Буканьерки (страница 5)

Страница 5

Очевидно, как и бриллианты миссис Сент-Джордж, он был дорогим приобретением; однако (в отличие от бриллиантов, как она подозревала) за него заплатили; и она имела право носить его с высоко поднятой головой. Но в глазах прочих гостей отражалось не только явление полковника. Миссис Сент-Джордж заметила также волнение и любопытство, вызванные перестановкой стульев, и появление за спиной миссис Клоссон, которая вошла присущей ей походкой сомнамбулы и с отсутствующим взглядом из-под густых ресниц, двух молодых людей, двух настоящих танцоров для красавиц отеля. Миссис Сент-Джордж всё о них знала.

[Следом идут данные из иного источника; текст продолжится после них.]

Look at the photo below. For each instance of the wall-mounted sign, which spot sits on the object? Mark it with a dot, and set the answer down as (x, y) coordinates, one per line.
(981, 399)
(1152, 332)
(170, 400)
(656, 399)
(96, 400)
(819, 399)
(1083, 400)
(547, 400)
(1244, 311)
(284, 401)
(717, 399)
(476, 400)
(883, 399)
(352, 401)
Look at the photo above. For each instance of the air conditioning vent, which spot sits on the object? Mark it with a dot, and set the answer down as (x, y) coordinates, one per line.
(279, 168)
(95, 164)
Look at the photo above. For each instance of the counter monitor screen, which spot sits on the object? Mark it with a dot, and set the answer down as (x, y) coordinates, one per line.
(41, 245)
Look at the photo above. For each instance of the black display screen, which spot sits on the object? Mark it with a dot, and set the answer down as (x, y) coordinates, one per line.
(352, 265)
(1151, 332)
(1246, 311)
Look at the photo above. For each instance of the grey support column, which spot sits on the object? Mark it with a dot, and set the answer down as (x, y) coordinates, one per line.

Маленький, с оливковой кожей и бархатными глазами, с чёрными, дерзкими локонами юноша был Тедди де Сантос-Диос, бразильский пасынок мистера Клоссона, приехавший в Штаты с ежегодным визитом. Другой, приземистый, крепкий молодой человек с низким лбом, придавленным копной пепельных волос, неуверенным ртом под густыми пепельными усами и маленькими глазами, медлительный, озадаченный, не то чтобы несимпатичный, но и не внушавший особого доверия, – был лорд Ричард Марабл, небогатый младший сын английского маркиза. Он нашёл себе работу на эстансии Клоссона и приехал отдохнуть вместе с Сантос-Диосом. Два «иностранца» – явно не самые подходящие партии, особенно маленький чернявый франт, который путешествовал с гитарой, – но, в конце концов, они были нужны как танцоры для девушек и поэтому не считались совсем нежелательными гостями, даже для миссис Сент-Джордж, сердце которой часто болело при мысли о бальных залах Ньюпорта, где, как поговаривали, фраки буквально заполняли все дверные проёмы, а в Саратоге – бедные девочки… Ах, но вот же они, девочки! – те немногие избранные, кого она объединяла под этим названием. Им вздумалось прийти поздно и всем вместе, и вот, взявшись за руки, румяной стайкой они плавно переступили через порог обеденного зала, словно ветвь, усыпанная цветами, отвлекая скучающие взгляды других гостей средних лет от салата с лобстерами и жареной курицы и затмив даже лучезарного полковника. Счастливые девушки, обретшие двух новых кавалеров на выходные, отпраздновали эту необычную удачу дополнительными штрихами украшений: красная роза в складке фишю[10], выбившаяся прядь на белом плече, новые атласные туфельки, новая муаровая лента. Глядя на них глазами молодых людей, миссис Сент-Джордж ощутила их общую грацию с живостью, почти свободной от зависти. Для неё, как и для двух иностранцев, они были воплощением «американских девушек» – вершиной мирового совершенства; и она готова была наслаждаться и яркой выразительностью смуглых черт Лиззи Элмсворт, и суховатым блеском Мэб не меньше, чем прекрасным цветом лица своей Вирджинии и чередующимися хмуростью и ямочками Нэн.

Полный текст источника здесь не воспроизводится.